Les Québécois, en majorité, rejettent la politique et les partis. Ils ne font pas davantage confiance aux médias, aux gens d’affaires et aux scientifiques.

Pire encore : pas moins de 60 % des personnes interrogées se disent fortement ou très fortement exclues de notre société ! Le Québec va mal, Monsieur Couillard.

Les mauvaises nouvelles ne s’arrêtent pas là. Concernant le rapport entre la majorité et les minorités ethnoculturelles, le sondage révèle que 44 % des répondants souhaiteraient carrément une interdiction de l’immigration musulmane et une majorité d’entre eux pense que le Québec a accueilli trop de réfugiés (moins de 4000). On apprend aussi que 47 % des répondants sont intolérants ou très intolérants envers les minorités.

Ajoutons à ce tableau la corruption dans l’administration publique, la pauvreté qui s’est remise à la hausse après plusieurs années de baisse, les ratés dans l’intégration socioéconomique des immigrants, une gestion de certaines institutions qui ne cesse d’inquiéter – la réforme échevelée de la santé, une administration scolaire à bout de souffle, un appareil judiciaire contraint de gracier des prévenus et même des criminels.

Et il y a aussi l’analphabétisme, l’abandon scolaire, le sous-financement des universités et le caractère toujours élitiste de l’enseignement supérieur (une proportion étonnamment élevée d’étudiants sont encore aujourd’hui les premiers dans leur famille à y accéder, jusqu’à 60 %-70 % dans certaines universités).

Troublant

Fondée sur des faits et des données fiables, cette esquisse appelle réflexion. Elle est sombre, certes, et pourtant je m’en tiens aux maux principaux, ceux qui à long terme peuvent affecter les fondements d’une société, surtout quand il s’agit d’une petite nation comme la nôtre. 

Parmi ces fondements menacés, celui qui me paraît le principal est notre régime démocratique. Si rien n’est fait pour contrerle décrochage social, une dégradation est à prévoir là aussi.

N’est-ce pas ainsi qu’une société, lentement, imperceptiblement, en vient à se gangrener ? D’abord, la méfiance envers tous ceux et celles qui exercent des fonctions d’influence ou d’autorité, puis le rejet des institutions, et enfin l’essor d’un nouvel individualisme sans programme, nourri d’un sentiment d’abandon et d’impuissance. Si on n’y prend garde, la table sera bientôt mise pour un populisme à la québécoise. Déjà, un certain Rambo se pointe à l’horizon, qui veut « réparer le Québec » et « donner une voix à ceux qui n’en ont pas ». Ne sourions pas. Pourquoi faut-il que ce soit Rambo qui le dise ?

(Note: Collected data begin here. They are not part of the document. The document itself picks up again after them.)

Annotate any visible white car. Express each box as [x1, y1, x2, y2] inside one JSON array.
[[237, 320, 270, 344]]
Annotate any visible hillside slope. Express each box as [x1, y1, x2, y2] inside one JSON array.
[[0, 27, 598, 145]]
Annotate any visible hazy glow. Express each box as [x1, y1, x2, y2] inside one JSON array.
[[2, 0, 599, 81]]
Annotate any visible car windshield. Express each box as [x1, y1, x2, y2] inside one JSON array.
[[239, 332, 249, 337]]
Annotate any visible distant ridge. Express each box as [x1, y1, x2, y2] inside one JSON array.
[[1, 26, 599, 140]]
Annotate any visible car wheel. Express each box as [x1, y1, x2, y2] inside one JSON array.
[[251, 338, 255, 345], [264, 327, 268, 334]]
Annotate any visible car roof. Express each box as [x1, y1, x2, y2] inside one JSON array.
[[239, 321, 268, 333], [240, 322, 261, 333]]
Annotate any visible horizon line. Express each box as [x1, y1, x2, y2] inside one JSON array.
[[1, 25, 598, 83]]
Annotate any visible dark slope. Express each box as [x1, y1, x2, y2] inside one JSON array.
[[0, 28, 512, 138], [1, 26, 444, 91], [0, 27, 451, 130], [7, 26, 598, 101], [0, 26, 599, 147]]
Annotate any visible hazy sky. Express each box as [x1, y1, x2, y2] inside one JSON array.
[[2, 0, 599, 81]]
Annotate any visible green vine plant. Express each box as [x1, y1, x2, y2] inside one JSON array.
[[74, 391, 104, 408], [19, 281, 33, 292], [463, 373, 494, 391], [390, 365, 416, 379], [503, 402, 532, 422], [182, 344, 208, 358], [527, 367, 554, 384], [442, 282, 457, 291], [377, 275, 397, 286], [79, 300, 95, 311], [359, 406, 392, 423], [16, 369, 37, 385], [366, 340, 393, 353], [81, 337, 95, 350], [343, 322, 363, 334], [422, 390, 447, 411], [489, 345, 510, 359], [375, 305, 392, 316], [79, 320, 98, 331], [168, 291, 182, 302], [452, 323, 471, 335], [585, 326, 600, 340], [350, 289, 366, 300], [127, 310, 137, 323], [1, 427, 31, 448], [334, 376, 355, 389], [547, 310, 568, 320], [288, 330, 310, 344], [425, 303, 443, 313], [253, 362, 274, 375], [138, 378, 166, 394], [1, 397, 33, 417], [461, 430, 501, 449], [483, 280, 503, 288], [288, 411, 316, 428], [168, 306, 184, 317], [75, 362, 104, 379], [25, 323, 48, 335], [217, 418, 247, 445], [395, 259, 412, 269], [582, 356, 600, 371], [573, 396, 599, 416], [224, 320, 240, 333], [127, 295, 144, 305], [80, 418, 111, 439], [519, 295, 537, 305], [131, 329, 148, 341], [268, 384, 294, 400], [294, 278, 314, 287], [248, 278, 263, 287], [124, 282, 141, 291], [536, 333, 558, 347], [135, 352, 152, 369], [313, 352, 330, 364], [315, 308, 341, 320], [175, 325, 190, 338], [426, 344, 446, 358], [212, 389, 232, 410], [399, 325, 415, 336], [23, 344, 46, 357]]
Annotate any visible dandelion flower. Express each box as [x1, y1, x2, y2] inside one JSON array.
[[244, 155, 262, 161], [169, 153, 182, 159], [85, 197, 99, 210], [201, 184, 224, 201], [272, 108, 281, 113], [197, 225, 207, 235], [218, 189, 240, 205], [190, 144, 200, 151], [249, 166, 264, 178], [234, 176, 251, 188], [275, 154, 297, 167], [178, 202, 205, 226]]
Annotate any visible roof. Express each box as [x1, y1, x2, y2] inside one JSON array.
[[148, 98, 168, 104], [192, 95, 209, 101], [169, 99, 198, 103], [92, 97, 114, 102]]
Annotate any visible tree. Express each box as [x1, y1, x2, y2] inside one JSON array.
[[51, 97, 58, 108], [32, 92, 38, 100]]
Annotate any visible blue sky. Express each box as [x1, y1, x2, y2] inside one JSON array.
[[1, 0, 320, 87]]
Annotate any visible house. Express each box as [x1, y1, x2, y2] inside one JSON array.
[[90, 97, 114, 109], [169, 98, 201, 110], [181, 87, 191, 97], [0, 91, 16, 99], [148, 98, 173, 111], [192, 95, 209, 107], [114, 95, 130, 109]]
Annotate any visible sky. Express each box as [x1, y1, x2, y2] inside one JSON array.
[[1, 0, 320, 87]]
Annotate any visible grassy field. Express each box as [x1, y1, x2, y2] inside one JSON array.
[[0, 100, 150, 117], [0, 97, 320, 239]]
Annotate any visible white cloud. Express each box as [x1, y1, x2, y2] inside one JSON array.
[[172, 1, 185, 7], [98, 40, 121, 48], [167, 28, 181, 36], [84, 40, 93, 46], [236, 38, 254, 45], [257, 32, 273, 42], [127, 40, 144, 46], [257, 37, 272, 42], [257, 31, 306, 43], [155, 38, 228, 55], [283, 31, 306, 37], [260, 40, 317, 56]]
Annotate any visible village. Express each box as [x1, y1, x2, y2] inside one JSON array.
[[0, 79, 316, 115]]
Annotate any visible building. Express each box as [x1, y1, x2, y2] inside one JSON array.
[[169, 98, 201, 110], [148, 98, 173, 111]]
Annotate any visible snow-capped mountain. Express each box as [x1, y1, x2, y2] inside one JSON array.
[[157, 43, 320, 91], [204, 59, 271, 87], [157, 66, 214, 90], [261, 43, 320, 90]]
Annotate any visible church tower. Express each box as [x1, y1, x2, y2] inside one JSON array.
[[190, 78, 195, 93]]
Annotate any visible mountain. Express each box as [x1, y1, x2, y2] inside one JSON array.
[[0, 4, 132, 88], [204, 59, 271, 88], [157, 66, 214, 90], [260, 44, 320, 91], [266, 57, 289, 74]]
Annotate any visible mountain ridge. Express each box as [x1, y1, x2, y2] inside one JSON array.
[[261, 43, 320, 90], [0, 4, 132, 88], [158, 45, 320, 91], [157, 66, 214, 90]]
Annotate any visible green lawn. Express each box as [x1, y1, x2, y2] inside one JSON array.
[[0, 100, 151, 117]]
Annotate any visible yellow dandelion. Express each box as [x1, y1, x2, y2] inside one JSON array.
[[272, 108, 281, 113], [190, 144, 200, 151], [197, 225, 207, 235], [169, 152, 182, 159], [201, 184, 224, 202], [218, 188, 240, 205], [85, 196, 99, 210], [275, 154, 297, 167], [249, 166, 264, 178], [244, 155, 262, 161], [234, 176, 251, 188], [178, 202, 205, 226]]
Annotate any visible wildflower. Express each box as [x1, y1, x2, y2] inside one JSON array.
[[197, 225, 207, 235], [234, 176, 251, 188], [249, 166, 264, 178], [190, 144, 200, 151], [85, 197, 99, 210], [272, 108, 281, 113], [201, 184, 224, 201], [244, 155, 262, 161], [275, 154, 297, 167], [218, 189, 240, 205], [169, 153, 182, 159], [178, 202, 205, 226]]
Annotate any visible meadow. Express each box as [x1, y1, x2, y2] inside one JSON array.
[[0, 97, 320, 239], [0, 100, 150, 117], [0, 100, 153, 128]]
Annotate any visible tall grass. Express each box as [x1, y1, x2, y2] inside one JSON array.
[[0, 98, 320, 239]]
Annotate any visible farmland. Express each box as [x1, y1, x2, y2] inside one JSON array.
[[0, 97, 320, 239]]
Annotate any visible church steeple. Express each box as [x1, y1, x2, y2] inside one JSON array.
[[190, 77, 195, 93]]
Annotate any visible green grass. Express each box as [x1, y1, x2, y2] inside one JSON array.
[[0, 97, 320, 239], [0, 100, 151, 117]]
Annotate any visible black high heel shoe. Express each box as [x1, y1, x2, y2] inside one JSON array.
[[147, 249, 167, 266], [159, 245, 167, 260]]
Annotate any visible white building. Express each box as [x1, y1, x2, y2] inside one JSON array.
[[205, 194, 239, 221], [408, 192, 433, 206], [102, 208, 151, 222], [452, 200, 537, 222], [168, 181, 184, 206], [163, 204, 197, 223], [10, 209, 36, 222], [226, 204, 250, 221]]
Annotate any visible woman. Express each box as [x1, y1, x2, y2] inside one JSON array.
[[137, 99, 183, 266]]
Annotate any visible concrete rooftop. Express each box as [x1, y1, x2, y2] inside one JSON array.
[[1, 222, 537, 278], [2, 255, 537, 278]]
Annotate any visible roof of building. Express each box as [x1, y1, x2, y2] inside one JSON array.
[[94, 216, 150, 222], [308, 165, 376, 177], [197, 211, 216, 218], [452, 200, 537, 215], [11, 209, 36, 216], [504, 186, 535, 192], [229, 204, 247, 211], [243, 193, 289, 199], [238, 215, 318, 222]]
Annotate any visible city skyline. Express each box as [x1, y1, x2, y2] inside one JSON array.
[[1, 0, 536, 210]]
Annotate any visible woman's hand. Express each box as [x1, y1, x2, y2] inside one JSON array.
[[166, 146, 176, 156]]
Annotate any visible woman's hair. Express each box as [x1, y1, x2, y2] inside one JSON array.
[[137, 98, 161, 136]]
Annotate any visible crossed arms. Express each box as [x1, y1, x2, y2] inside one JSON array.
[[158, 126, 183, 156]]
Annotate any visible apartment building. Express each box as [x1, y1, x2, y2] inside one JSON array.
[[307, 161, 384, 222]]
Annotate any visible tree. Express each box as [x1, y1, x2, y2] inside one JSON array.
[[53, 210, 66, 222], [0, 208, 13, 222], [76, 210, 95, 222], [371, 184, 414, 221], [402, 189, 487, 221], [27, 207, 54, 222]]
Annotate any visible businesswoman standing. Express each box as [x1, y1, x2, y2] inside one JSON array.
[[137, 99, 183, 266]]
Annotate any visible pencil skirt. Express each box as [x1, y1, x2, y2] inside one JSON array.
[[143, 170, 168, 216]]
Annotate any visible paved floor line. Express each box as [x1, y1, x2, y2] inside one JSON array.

Cependant, l’économie va très bien, dit-on. On se réjouit surtout, et avec raison, du très bas taux de chômage. Mais même là, le portrait n’est pas aussi rose qu’on le prétend. La population vieillit, il y a donc moins de demandeurs d’emploi. Les nouveaux postes sont en bonne partie précaires et mal payés. Et s’il y a vraiment production de richesse, comment est-elle répartie ?

Le Québec souffre d’un décrochage social ; nos élites ont besoin de refaire leurs devoirs. Cela dit, évitons l’alarmisme ; nous avons encore du temps. Mais sachons l’utiliser ; les résultats du sondage CROP sont troublants.